Football’s darkest secret é o nome do documentário da BBC responsável por dar voz a Andy Woodward, David White, Steve Walters e Paul Stewart. 

Em comum estes quatro homens têm não apenas o facto de terem jogado futebol a nível profissional, como tantos milhares de outros jogadores da sua geração, mas o facto de, uma vez finda a carreira, terem tido a coragem de vir a público falar sobre os abusos sexuais sofridos às mãos de Barry Benell e Frank Roper, ambos treinadores de infantis e iniciados entre os anos 70 e 80.

Andy Woodward foi o primeiro a quebrar o anonimato e as suas palavras não são apenas um apelo, são a verdade dos factos: “Existem centenas de casos como o meu. Mais. Existem milhares”. A coragem destes homens é proporcional à dor e às lágrimas derramadas enquanto um a seguir ao outro dão a conhecer o sofrimento e martírio de anos. Sofrimento vivido a sós com o óbvio impacto no fim prematuro das suas carreiras, tal o trauma em corpos e mentes não apenas incapazes de partilhar mas impedidos pela sociedade de então de partilhar tudo quanto haviam vivido e perdido.

Afinal, tanto Bennell como Roper eram treinadores de renome, tendo no currículo a formação de jogadores de topo. Com uma reputação de anos, estes formadores tinham em si a plena confiança dos pais sempre que se propunham a levar os futebolistas do amanhã para estágios durante as férias e os fins-de-semana.

Diante destras estrelas da formação futebolística, as crianças, os rapazes, nada podiam fazer. No mínimo, teriam de viver a humilhação de quem tem de revelar os abusos sofridos, tão horripilantes como incrédulos. E no fim seria sempre a sua palavra contra a de adultos conceituados sobre os quais nunca cairia a menor suspeita. 

Porque, quer queiramos ou não, este é um mundo onde o jogador representa o estereótipo da virilidade e masculinidade, testosterona sobre pernas e o exemplo maior de força e agressividade em justaposição à intolerância, medo, incompreensão, ignorância e rejeição de quem muitas vezes assiste das bancadas.

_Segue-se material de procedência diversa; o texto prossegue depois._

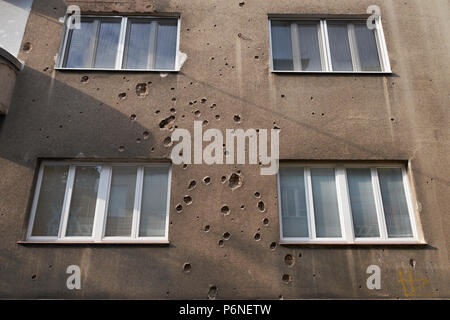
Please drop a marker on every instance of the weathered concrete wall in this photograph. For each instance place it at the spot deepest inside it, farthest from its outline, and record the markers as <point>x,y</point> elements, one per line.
<point>400,117</point>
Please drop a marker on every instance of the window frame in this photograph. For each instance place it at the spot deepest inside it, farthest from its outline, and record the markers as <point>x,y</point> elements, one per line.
<point>101,207</point>
<point>324,44</point>
<point>121,49</point>
<point>344,206</point>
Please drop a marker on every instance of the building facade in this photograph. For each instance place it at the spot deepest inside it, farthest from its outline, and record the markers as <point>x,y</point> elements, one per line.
<point>87,132</point>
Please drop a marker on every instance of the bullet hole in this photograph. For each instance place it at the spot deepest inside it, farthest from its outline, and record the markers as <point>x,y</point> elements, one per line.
<point>167,123</point>
<point>207,180</point>
<point>212,292</point>
<point>225,210</point>
<point>289,260</point>
<point>27,47</point>
<point>235,181</point>
<point>187,267</point>
<point>261,206</point>
<point>141,89</point>
<point>167,142</point>
<point>286,278</point>
<point>187,199</point>
<point>192,184</point>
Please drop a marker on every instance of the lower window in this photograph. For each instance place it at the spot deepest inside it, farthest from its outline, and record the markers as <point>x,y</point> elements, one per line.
<point>100,202</point>
<point>348,204</point>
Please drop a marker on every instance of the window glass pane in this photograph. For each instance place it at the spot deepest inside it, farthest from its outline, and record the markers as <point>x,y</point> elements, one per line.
<point>362,202</point>
<point>138,45</point>
<point>154,202</point>
<point>50,202</point>
<point>107,46</point>
<point>293,203</point>
<point>309,46</point>
<point>84,199</point>
<point>81,47</point>
<point>121,201</point>
<point>367,48</point>
<point>326,212</point>
<point>166,45</point>
<point>339,46</point>
<point>281,45</point>
<point>394,202</point>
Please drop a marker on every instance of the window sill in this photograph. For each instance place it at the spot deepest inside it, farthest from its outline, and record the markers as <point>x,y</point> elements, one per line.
<point>116,70</point>
<point>338,73</point>
<point>356,243</point>
<point>103,242</point>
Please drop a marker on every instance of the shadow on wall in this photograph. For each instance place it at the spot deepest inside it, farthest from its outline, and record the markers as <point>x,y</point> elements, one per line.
<point>49,118</point>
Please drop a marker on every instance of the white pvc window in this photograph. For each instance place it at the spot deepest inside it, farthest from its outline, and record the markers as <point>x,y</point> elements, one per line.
<point>327,45</point>
<point>122,43</point>
<point>346,204</point>
<point>85,202</point>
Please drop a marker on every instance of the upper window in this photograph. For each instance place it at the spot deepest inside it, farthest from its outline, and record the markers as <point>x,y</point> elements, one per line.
<point>348,204</point>
<point>327,45</point>
<point>121,43</point>
<point>77,202</point>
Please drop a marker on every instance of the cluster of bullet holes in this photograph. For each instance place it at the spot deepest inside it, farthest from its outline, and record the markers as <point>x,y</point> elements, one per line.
<point>142,90</point>
<point>289,260</point>
<point>225,210</point>
<point>235,181</point>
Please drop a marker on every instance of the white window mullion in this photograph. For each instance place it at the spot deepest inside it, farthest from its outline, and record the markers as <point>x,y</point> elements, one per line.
<point>381,45</point>
<point>121,45</point>
<point>353,47</point>
<point>310,204</point>
<point>344,205</point>
<point>324,46</point>
<point>66,203</point>
<point>379,204</point>
<point>409,204</point>
<point>137,202</point>
<point>151,60</point>
<point>102,203</point>
<point>295,43</point>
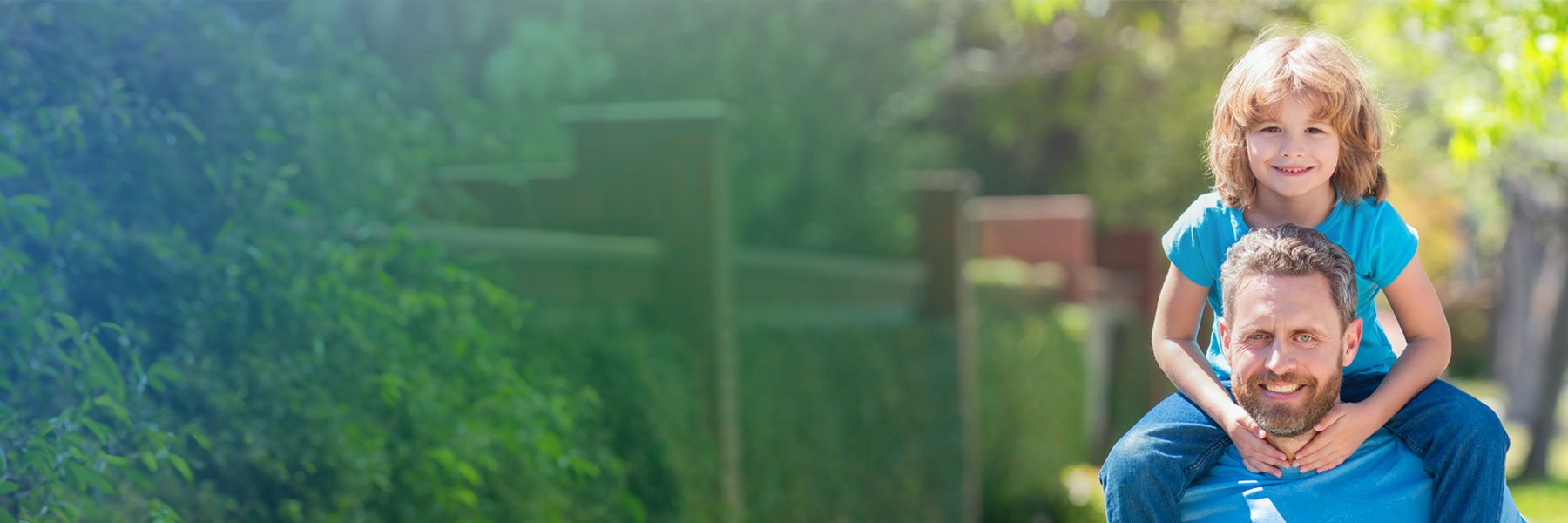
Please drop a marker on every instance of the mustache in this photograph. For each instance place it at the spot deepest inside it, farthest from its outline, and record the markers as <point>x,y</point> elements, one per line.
<point>1288,377</point>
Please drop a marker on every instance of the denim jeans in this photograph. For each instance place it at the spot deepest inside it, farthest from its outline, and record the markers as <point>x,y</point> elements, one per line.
<point>1458,438</point>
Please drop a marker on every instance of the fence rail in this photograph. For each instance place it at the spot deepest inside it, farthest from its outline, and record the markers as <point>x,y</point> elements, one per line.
<point>642,215</point>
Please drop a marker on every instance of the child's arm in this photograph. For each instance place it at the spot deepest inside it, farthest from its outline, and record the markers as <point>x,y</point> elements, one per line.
<point>1426,356</point>
<point>1176,350</point>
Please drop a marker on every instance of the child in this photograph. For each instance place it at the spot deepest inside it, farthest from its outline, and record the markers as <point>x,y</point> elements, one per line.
<point>1297,139</point>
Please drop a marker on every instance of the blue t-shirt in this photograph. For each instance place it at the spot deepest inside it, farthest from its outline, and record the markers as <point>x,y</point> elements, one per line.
<point>1380,244</point>
<point>1383,481</point>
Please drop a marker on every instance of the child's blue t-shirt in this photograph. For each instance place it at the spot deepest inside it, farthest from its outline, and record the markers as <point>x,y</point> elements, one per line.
<point>1380,244</point>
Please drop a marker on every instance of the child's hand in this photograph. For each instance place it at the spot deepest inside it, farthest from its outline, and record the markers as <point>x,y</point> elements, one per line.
<point>1258,456</point>
<point>1338,436</point>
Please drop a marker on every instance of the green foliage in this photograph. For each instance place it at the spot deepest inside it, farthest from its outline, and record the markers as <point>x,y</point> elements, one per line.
<point>830,93</point>
<point>836,423</point>
<point>850,425</point>
<point>207,178</point>
<point>1032,405</point>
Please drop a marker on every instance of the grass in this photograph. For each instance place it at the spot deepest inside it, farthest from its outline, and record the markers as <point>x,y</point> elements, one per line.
<point>1538,501</point>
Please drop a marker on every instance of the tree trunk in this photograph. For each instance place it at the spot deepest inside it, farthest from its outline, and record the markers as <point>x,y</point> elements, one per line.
<point>1544,418</point>
<point>1526,299</point>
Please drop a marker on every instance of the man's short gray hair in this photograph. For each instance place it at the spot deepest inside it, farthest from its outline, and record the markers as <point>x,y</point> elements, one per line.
<point>1289,250</point>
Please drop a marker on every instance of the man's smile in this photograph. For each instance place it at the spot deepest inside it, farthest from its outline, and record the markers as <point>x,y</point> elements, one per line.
<point>1281,388</point>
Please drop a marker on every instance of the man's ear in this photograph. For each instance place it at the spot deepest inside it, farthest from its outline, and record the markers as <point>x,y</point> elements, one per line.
<point>1352,341</point>
<point>1225,336</point>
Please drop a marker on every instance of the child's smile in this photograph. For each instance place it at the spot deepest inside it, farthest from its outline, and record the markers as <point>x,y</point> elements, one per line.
<point>1293,154</point>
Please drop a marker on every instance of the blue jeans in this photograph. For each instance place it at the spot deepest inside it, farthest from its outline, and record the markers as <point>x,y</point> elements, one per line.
<point>1458,438</point>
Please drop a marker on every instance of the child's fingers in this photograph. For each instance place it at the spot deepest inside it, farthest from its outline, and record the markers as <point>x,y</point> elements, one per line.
<point>1264,454</point>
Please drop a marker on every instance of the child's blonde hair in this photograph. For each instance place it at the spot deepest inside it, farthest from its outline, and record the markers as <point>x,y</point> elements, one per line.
<point>1324,71</point>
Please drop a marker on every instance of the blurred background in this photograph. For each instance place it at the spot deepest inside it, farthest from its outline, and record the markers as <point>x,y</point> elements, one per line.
<point>682,260</point>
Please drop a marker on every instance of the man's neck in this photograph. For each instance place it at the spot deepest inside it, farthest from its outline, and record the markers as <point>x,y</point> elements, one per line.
<point>1289,446</point>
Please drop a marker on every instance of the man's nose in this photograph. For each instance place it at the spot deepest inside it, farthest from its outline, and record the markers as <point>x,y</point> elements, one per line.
<point>1280,360</point>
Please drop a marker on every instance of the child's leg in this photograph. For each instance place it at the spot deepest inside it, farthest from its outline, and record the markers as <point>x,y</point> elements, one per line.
<point>1152,464</point>
<point>1462,445</point>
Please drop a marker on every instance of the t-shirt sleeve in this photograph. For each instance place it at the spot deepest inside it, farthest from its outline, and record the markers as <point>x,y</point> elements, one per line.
<point>1189,245</point>
<point>1395,245</point>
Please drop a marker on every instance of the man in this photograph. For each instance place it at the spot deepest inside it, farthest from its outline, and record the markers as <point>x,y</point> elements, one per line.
<point>1288,338</point>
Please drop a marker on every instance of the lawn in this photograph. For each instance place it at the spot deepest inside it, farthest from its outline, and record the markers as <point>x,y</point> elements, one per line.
<point>1540,501</point>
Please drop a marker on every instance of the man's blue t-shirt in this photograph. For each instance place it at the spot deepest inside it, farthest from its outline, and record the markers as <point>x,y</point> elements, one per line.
<point>1383,481</point>
<point>1380,244</point>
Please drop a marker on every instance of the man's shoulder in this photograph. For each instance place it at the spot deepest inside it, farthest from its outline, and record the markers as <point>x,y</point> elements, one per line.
<point>1383,476</point>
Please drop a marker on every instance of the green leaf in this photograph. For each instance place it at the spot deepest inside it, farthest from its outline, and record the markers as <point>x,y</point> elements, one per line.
<point>463,495</point>
<point>10,166</point>
<point>115,460</point>
<point>98,429</point>
<point>470,473</point>
<point>90,476</point>
<point>29,201</point>
<point>180,467</point>
<point>70,323</point>
<point>196,134</point>
<point>113,407</point>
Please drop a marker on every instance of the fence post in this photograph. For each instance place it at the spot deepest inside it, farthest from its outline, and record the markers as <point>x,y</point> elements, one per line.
<point>944,244</point>
<point>682,143</point>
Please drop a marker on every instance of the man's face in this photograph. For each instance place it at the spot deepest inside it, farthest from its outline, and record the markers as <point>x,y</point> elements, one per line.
<point>1286,350</point>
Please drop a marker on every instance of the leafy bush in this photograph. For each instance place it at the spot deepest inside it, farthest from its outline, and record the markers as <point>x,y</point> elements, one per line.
<point>1032,404</point>
<point>206,178</point>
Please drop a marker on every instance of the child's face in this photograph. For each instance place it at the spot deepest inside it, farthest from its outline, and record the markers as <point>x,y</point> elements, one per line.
<point>1293,154</point>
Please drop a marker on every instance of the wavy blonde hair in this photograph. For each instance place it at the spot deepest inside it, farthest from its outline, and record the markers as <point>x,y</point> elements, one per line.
<point>1324,71</point>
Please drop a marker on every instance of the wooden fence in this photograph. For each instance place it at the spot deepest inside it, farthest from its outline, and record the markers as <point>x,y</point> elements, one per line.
<point>642,217</point>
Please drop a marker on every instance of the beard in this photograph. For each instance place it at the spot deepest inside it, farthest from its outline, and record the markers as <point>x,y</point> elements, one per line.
<point>1283,419</point>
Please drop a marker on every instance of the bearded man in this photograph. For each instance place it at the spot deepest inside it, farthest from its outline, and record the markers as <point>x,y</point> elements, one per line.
<point>1289,330</point>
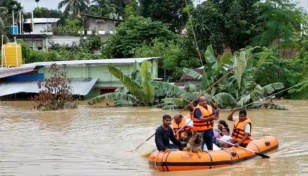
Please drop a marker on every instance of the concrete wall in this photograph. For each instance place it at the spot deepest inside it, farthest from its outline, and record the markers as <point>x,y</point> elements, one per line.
<point>100,26</point>
<point>63,40</point>
<point>101,72</point>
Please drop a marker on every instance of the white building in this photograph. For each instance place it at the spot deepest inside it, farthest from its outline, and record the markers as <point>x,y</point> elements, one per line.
<point>40,25</point>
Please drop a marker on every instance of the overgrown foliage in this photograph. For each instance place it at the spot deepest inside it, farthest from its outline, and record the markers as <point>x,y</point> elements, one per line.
<point>132,33</point>
<point>173,57</point>
<point>69,27</point>
<point>170,12</point>
<point>140,88</point>
<point>55,92</point>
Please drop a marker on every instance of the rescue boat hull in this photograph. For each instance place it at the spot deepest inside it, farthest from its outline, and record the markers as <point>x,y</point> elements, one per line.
<point>181,160</point>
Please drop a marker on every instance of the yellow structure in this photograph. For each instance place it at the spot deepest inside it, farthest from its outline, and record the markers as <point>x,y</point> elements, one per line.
<point>11,55</point>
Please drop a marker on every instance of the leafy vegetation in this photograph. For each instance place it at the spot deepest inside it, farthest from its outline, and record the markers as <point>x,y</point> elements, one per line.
<point>170,12</point>
<point>55,92</point>
<point>238,26</point>
<point>140,89</point>
<point>131,34</point>
<point>237,89</point>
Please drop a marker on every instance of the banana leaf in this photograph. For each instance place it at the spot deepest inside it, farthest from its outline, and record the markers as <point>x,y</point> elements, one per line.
<point>129,83</point>
<point>149,92</point>
<point>192,73</point>
<point>239,67</point>
<point>165,88</point>
<point>145,71</point>
<point>223,99</point>
<point>243,100</point>
<point>262,59</point>
<point>270,88</point>
<point>115,96</point>
<point>136,75</point>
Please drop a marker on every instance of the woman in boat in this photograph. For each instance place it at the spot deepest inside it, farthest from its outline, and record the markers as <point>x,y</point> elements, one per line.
<point>241,134</point>
<point>164,134</point>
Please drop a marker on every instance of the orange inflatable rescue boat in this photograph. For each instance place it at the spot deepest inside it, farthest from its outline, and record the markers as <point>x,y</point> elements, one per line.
<point>180,160</point>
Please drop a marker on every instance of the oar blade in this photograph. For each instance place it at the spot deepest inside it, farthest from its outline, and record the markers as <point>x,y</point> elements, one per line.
<point>262,155</point>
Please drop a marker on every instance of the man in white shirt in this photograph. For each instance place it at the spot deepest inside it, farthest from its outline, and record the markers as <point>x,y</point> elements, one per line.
<point>241,135</point>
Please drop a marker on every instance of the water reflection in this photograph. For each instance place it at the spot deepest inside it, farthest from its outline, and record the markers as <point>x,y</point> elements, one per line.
<point>101,141</point>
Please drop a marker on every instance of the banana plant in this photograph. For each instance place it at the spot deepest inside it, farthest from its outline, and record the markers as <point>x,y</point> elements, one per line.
<point>239,88</point>
<point>139,89</point>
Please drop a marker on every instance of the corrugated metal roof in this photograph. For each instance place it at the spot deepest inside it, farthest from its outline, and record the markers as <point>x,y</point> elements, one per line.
<point>79,87</point>
<point>91,62</point>
<point>42,20</point>
<point>6,72</point>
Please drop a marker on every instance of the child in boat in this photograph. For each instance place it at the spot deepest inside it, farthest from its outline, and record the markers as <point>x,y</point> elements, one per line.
<point>226,137</point>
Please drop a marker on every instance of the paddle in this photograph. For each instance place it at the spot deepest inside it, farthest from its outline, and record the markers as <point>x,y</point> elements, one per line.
<point>148,153</point>
<point>259,154</point>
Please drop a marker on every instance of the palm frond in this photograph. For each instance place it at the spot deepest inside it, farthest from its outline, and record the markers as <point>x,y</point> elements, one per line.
<point>167,89</point>
<point>115,96</point>
<point>192,73</point>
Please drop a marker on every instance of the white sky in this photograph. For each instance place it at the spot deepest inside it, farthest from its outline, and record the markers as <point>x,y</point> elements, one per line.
<point>29,5</point>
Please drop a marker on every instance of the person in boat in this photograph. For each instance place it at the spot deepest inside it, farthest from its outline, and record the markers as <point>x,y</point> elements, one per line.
<point>221,125</point>
<point>225,137</point>
<point>164,134</point>
<point>179,125</point>
<point>203,121</point>
<point>241,134</point>
<point>217,132</point>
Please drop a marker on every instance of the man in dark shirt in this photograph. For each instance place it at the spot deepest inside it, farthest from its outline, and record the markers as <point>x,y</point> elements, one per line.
<point>208,133</point>
<point>164,134</point>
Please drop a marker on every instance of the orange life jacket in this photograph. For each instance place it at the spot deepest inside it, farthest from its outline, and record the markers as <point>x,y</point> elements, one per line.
<point>239,131</point>
<point>203,126</point>
<point>188,115</point>
<point>176,127</point>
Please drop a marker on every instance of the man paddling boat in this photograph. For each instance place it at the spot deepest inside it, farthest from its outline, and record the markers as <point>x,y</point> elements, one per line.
<point>164,134</point>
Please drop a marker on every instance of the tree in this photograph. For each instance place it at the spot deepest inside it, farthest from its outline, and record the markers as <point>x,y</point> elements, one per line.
<point>132,33</point>
<point>140,88</point>
<point>279,24</point>
<point>223,24</point>
<point>74,7</point>
<point>42,12</point>
<point>235,90</point>
<point>167,11</point>
<point>3,12</point>
<point>55,92</point>
<point>11,5</point>
<point>174,58</point>
<point>37,1</point>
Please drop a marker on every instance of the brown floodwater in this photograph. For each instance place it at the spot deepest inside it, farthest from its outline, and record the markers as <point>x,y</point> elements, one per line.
<point>101,141</point>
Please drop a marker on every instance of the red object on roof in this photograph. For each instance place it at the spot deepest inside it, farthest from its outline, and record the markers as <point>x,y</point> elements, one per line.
<point>6,72</point>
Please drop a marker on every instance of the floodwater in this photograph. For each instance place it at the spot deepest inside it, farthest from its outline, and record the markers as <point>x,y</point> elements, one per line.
<point>101,141</point>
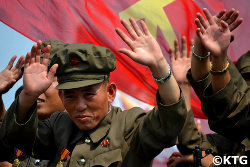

E se ainda é assim em pleno 2021, o que dizer dos anos 70 e 80? 

Neste ambiente, acusar um treinador não era senão ditar a sua própria sentença de morte, e não passo a expressão dadas as ameaças feitas por Bennell e Roper a quem sequer se atrevesse a pensar, quanto mais falar, sobre estes acontecimentos. 

Num beco sem saída terão sido centenas, não, milhares os rapazes abusados por estes homens ao longo de carreiras que os levaram a treinar os escalões inferiores entre Inglaterra, Espanha e Estados Unidos.

As consequências, físicas e mentais, estão bem presentes nas faces dos homens deste documentário, ainda hoje assombrados por depressão, ansiedade, abuso de álcool e drogas e tentativas de suicídio. As famílias, as suas famílias e os progenitores ainda presentes, vivem na culpa constante, que não é a sua, de terem deixado os filhos mais queridos vezes sem conta à mercê de abusos físicos, emocionais e sexuais. 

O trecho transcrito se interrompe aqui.